For the preceding reasons, it is hereby

ORDERED that the motion (Docket No. 20) of defendant Frederick Faust to dismiss the complaint of plaintiff Dumann Realty, LLC (“Dumann”) is DENIED; and it is further

ORDERED that Dumann is directed, by April 30, 2010, to further amend the complaint so as to add Mac Luk, Mr. Luk, and Profitechnie Capital Limited as parties to the action.

SO ORDERED. 
      
      . When reviewing a motion to dismiss under Rule 12(b)(7), the Court may consider documents and facts outside the pleadings. See Continental Kraft Corp. v. Euro-Asia Development Group, Inc., No. 97 CV 0619, 1997 WL 642350, at *6 (E.D.N.Y. Sept.8, 1997). Except where otherwise noted and provided for the purposes of the Court’s 12(b)(7) analysis, the facts below are taken from the Amended Complaint, and the documents attached to it or incorporated by reference. The Court accepts these facts as true for the purposes of ruling on a motion to dismiss. See Spool v. World Child Int’l Adoption Agency, 520 F.3d 178, 180 (2d Cir.2008).
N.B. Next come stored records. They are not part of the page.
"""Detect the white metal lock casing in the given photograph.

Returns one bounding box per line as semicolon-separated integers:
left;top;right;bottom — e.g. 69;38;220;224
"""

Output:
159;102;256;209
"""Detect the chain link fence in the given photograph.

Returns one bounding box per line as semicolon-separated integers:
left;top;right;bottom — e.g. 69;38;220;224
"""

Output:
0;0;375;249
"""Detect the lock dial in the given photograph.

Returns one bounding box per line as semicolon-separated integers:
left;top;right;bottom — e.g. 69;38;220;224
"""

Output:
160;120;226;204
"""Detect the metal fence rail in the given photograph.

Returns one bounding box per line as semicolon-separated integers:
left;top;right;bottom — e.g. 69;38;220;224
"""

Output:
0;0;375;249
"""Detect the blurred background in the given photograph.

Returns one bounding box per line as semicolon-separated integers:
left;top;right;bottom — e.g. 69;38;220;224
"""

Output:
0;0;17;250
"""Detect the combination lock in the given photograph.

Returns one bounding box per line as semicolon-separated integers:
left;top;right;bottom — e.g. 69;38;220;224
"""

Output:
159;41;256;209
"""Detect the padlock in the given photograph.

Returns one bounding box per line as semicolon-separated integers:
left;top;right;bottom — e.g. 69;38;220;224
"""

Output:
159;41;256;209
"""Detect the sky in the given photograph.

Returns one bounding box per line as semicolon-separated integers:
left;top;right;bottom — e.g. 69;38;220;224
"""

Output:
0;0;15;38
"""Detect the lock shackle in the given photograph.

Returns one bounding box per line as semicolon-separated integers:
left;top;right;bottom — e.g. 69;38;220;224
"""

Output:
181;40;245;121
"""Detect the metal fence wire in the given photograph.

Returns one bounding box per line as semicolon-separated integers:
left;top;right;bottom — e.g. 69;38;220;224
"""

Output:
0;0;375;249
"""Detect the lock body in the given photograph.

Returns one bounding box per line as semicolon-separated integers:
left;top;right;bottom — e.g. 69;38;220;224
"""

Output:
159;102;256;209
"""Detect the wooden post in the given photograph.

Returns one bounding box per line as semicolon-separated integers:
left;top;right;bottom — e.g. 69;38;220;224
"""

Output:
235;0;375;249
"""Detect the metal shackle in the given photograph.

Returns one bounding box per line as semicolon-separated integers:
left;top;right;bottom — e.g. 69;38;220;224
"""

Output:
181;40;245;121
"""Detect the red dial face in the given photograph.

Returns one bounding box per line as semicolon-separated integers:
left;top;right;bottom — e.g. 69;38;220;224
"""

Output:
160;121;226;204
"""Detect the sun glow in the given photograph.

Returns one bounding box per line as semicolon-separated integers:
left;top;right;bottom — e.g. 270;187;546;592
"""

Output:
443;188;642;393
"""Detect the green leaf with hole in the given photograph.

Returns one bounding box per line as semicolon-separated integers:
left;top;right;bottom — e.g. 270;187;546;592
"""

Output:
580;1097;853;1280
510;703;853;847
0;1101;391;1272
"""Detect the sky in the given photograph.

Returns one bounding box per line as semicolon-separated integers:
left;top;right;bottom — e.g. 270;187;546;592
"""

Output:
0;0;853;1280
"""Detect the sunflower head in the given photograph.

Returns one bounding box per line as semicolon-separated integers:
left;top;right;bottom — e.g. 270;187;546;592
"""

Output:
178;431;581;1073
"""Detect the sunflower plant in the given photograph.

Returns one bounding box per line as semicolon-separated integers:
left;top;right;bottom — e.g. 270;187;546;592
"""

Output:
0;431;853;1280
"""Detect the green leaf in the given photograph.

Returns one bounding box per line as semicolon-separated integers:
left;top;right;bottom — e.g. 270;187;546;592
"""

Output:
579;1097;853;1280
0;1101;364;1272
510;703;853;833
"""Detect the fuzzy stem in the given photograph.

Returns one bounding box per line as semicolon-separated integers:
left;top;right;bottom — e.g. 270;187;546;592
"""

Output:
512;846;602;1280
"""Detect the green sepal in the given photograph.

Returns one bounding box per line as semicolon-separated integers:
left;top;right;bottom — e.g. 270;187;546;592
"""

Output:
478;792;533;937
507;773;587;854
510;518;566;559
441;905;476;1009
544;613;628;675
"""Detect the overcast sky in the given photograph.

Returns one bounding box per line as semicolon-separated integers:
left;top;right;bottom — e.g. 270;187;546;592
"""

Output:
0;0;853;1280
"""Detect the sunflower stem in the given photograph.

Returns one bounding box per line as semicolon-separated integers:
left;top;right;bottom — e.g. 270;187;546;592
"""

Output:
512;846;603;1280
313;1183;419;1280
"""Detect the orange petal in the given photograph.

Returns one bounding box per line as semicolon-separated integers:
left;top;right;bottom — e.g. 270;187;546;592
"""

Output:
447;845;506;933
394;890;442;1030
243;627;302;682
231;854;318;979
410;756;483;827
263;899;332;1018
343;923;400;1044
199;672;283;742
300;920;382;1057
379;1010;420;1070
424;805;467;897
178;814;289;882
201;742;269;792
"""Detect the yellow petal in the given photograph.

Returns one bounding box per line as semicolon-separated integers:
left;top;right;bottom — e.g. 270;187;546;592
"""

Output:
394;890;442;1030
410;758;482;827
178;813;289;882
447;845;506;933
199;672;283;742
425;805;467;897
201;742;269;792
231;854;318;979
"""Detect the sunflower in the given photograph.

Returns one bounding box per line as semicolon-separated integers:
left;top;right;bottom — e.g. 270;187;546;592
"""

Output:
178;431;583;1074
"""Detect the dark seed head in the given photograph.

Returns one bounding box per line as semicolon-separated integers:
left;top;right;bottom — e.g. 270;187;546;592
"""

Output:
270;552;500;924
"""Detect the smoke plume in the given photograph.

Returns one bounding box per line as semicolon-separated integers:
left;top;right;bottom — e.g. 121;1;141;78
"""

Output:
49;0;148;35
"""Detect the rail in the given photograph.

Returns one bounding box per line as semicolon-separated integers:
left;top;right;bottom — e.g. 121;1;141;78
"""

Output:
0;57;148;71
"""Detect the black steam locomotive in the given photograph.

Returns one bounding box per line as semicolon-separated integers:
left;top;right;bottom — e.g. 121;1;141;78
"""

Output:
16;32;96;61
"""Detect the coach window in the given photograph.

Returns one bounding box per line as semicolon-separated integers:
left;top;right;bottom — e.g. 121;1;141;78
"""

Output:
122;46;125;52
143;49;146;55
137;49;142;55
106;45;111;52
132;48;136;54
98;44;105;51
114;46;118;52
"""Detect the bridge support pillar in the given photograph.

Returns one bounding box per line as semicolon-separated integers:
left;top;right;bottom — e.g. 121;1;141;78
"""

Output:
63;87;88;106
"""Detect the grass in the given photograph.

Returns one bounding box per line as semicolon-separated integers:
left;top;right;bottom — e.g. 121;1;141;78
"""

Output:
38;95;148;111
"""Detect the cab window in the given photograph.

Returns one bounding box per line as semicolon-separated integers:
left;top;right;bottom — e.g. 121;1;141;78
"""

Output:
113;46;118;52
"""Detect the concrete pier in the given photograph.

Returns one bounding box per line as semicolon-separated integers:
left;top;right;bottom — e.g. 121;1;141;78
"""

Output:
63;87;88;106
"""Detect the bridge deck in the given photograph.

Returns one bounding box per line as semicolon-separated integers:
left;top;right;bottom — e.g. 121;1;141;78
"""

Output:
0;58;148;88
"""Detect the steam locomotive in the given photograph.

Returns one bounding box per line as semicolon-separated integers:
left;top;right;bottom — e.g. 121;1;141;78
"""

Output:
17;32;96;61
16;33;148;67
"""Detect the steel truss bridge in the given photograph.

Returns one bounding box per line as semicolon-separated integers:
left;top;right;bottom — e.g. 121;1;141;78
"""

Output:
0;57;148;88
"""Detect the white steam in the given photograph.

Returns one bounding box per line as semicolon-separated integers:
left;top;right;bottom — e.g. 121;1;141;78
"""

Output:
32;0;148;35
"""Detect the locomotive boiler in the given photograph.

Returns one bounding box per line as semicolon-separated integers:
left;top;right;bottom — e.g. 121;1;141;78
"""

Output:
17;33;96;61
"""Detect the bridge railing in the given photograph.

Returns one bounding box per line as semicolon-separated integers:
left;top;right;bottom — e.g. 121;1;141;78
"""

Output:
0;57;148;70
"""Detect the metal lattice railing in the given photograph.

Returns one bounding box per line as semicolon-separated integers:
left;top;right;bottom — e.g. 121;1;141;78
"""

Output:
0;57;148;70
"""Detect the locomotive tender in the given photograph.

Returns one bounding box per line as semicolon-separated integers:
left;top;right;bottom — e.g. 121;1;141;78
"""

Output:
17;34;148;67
Other than where specifically referenced, no further citation to these sources will be made.
     
      
      . Upon reviewing the Initial Complaint and Faust’s initial motion to dismiss, the Court held a telephone conference with the parties on December 21, 2009, to address its concern that the Initial Complaint sought to enforce Faust’s purported personal obligations to repay the Lenders, yet did not join the Lenders to the action. The Court granted leave for Dumann to file an amended pleading, which the company represented would cure the defects raised by Faust and the Court.